January 1, 2002
The Universe Might Last Forever, Astronomers Say, but Life
Might Not
(Page 3 of 3)
Infinity on Trial
Although Dr. Dyson agrees with this gloomy view of life in
an accelerating universe, he and Dr. Krauss and Dr. Starkman are still arguing
about whether life is also doomed in a universe that is not accelerating,
but just expanding and getting slower and colder.
Quantum theory, the Case Western authors point out, limits
how finely the energy for new thoughts can be shaved. The theory decrees
that energy is emitted and absorbed in tiny indivisible lumps called "quanta."
Any computation must spend at least this much energy out of a limited supply.
Each new thought is a step down an energy ladder with a finite number of
steps. "So you can only have a finite number of thoughts," said Dr. Krauss.
"If you want to stare at your navel and not think any new
thoughts, you won't dissipate energy, " he explained. But that would be a
boring way to spend eternity. If life is to involve more than the eternal
reshuffling of the same data, he and Dr. Starkman say, it cannot be eternal.
Dr. Dyson, however, says this argument applies only to so-called
digital life, in which there is a fixed number of quantum states. Creatures
like the black cloud, which could grow along with the universe, he said,
would have an increasing number of quantum states, and so there would always
be more rungs of the ladder to step down. So the bottom need never be reached
and life and thought could go on indefinitely.
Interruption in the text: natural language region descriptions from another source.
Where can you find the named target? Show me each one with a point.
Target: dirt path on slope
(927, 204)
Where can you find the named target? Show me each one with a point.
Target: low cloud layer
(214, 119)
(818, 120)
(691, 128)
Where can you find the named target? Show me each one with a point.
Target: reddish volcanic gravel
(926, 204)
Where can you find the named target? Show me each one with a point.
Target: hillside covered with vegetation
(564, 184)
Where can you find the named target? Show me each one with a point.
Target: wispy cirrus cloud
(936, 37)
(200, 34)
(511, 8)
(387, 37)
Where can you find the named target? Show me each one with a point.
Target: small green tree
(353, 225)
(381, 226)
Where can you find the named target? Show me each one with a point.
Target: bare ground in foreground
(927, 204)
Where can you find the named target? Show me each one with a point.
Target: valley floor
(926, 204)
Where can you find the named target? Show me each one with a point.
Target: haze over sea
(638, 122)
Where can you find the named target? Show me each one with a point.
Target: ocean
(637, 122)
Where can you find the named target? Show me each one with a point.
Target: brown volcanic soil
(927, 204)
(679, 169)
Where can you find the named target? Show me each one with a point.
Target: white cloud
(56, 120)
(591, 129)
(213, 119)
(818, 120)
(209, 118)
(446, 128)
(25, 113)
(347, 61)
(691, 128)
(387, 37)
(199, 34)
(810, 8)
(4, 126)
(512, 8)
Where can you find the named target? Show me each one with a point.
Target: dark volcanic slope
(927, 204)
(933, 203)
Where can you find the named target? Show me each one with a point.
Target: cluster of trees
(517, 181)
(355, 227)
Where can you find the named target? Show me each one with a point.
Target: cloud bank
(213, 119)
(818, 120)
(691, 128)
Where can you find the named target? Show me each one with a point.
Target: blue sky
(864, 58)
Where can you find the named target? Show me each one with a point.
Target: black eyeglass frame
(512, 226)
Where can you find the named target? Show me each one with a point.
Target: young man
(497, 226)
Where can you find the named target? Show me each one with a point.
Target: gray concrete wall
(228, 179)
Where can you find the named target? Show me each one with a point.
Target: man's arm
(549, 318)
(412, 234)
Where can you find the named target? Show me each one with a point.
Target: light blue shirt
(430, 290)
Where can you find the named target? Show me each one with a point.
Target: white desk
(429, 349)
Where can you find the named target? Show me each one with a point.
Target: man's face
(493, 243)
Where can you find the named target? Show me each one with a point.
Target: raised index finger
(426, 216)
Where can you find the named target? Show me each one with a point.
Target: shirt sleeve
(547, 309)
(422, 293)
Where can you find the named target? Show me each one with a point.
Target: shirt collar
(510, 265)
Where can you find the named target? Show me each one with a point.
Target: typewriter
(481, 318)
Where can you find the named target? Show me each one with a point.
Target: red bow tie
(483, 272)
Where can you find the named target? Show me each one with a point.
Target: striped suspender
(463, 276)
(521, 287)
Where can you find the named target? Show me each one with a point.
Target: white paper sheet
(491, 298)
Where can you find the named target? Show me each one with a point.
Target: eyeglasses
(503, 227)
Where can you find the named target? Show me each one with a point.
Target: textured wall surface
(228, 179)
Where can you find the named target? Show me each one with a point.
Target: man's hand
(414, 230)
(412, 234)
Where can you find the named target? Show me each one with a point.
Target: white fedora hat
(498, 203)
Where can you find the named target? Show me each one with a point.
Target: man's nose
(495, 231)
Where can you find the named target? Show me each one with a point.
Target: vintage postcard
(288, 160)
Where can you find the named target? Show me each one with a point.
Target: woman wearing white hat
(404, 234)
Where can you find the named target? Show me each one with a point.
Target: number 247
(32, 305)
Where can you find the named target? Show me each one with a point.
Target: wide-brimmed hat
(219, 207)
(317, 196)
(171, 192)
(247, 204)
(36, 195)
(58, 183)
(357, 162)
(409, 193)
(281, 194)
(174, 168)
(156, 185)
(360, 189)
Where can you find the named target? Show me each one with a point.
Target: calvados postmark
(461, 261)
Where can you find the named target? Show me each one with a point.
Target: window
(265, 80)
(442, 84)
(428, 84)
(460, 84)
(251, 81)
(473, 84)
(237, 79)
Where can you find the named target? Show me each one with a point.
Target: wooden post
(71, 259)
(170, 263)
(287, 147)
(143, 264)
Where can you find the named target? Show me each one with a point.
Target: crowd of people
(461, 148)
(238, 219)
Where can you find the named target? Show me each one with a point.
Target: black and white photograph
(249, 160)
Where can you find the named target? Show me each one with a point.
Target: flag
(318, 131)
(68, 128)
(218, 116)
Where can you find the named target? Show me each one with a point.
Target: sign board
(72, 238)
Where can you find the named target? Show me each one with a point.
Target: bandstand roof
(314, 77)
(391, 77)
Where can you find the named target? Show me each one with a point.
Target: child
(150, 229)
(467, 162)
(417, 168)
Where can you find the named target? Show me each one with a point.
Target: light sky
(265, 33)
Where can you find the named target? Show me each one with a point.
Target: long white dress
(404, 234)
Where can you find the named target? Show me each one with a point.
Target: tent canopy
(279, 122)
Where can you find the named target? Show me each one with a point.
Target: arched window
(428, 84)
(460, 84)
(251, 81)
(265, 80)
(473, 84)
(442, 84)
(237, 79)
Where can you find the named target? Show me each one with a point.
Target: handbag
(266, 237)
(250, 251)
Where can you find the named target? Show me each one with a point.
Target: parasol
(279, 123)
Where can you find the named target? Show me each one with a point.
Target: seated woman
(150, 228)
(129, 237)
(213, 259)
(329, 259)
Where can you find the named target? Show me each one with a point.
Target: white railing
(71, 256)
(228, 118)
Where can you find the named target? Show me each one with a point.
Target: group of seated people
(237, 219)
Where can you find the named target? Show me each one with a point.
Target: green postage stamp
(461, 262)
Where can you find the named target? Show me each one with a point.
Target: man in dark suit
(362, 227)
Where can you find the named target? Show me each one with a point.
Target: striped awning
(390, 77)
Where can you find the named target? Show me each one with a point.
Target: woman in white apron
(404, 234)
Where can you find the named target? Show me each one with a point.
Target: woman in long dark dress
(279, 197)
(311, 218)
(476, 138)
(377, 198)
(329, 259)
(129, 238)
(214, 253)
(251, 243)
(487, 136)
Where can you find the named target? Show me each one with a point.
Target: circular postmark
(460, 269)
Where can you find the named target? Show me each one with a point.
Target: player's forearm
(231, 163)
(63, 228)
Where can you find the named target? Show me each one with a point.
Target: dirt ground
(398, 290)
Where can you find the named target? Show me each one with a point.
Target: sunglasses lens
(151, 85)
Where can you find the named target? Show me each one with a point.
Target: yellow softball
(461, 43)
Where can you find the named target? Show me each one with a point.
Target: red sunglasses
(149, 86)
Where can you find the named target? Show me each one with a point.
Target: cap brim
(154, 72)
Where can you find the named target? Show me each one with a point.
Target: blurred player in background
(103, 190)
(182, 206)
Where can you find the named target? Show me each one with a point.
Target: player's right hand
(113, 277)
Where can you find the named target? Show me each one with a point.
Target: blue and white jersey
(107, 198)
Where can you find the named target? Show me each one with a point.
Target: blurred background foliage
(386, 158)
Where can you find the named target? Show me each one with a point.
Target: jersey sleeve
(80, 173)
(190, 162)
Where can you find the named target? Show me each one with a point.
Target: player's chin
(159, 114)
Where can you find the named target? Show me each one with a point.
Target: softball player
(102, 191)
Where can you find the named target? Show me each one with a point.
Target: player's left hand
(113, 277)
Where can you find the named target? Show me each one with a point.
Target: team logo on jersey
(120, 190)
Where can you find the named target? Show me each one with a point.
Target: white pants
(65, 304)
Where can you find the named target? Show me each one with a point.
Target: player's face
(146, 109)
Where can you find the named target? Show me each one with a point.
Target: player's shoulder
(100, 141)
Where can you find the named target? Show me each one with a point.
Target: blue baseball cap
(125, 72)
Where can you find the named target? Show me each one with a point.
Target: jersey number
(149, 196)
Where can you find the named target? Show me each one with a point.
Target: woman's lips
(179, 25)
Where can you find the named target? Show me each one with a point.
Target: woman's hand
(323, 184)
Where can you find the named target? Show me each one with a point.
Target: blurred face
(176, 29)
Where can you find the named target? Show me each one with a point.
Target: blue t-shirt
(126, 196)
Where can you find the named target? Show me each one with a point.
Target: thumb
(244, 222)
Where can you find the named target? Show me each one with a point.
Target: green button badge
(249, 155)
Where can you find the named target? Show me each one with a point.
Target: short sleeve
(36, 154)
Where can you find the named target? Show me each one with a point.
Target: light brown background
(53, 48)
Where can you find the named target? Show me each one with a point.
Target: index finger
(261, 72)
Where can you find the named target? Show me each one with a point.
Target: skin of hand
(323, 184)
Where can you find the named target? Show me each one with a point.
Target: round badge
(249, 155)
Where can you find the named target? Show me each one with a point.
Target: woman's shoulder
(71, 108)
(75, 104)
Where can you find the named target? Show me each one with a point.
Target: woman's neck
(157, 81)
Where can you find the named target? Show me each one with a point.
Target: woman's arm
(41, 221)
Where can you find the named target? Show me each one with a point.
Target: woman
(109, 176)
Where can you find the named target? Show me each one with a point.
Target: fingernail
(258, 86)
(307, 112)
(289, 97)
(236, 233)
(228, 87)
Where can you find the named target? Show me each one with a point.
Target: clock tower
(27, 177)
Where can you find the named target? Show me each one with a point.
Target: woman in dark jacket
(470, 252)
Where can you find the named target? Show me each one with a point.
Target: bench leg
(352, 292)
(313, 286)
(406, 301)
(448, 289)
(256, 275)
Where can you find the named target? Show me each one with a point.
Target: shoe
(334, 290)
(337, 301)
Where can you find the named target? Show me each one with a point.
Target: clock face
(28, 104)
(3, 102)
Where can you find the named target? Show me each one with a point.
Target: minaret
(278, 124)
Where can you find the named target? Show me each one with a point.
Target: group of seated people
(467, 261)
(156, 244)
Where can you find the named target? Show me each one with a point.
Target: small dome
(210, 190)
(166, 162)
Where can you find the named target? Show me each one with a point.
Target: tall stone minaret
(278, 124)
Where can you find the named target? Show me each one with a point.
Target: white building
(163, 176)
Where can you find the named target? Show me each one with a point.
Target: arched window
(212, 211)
But nobody knows whether such a life form can exist, said
Dr. Krauss.
Compared with the sight of the World Trade Center towers
collapsing or the plight of a sick child, this future extinction may seem
a remote concern. Dr. Allan Sandage, an astronomer at Carnegie Observatories
in Pasadena, Calif., who has spent his life investigating the expansion and
fate of the universe, said: "Life on this earth is going to vanish in 4.5
billion years. I wouldn't get hung up on the fact that the lights are all
going out in 30 billion years."
Dr. Dyson said he was still an optimist. It is too soon to
start panicking, he counseled in an e-mail message. The observations could
be wrong.
"At present all possibilities are open," he wrote. "The recent
observations are important, not because they answer the big questions about
the history of the universe, but because they give us new tools with which
to explore the history."
Even in an accelerating universe, Dr. Dyson said, humans
or their descendants might one day be able to rearrange the galaxies and
save more of them from disappearing. Another glimmer of hope comes from the
deadly and chilling Hawking radiation itself, said Dr. Raphael Bousso, from
the Institute of Theoretical Physics at the University of California at Santa
Barbara. Since that radiation is produced by unpredictable quantum fluctuations,
he pointed out, if you wait long enough anything can appear in it, even a
new universe. "Sooner or later one of those quantum fluctuations will look
like a Big Bang," he said.
In that case there is the possibility of a future, if not
for us, at least for something or somebody. In the fullness of time, after
all, physics teaches that the improbable and even the seemingly impossible
can become the inevitable. Nature is not done with us yet, nor, as Dr. Dyson
indicates, are we necessarily done with nature.
We all die, and it is up to us to decide who and what to
love, but, as Dr. Weinberg pointed out in a recent article in The New York
Review of Books, there is a certain nobility in that prospect.
"Though aware that there is nothing in the universe that
suggests any purpose for humanity," he wrote, "one way that we can find a
purpose is to study the universe by the methods of science, without consoling
ourselves with fairy tales about its future, or about our own."